= LT (car) =

LT was a Swedish car made by Anders Rudolf Lindström, Gottfrid Hansson and Simon Resare.

It got its name from the initials of "Lindström and Torsby" the designer Anders Rudolf Lindström and Torsby in northern Värmland, Sweden, but it was nicknamed "Långsam tillverkning" (Swedish for "slow production").

Car production was first planned in 1909 or possibly earlier, but this first car wasn't a success. In 1923 they made a second model. It had a painted grille, raked windscreen and the design may have been inspired by French cars like the Avions Voisin. It was powered by an air-cooled, two-cylinder engine of their own design and cast at Solbergs Mekaniska in Forshaga. The engine produced 20 HP and was connected to a three-speed gearbox driving the front wheels. The chassis was made of steel tubing and the bodywork of wood veneer. A series of 50 cars was planned, but money was a problem.

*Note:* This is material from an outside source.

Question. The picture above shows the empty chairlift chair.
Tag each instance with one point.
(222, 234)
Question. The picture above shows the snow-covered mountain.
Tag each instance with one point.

A car dealer approached Lindström wanting to hire him for his own production, but Lindström declined the offer hoping for better days to come but the workshop was destroyed in a fire and that was the end of LT with only three cars made. The rights were taken over by a company in Örebro for a modest sum. Today all that remains are some photos, one engine and some casting models at Torsby Fordonsmuseum.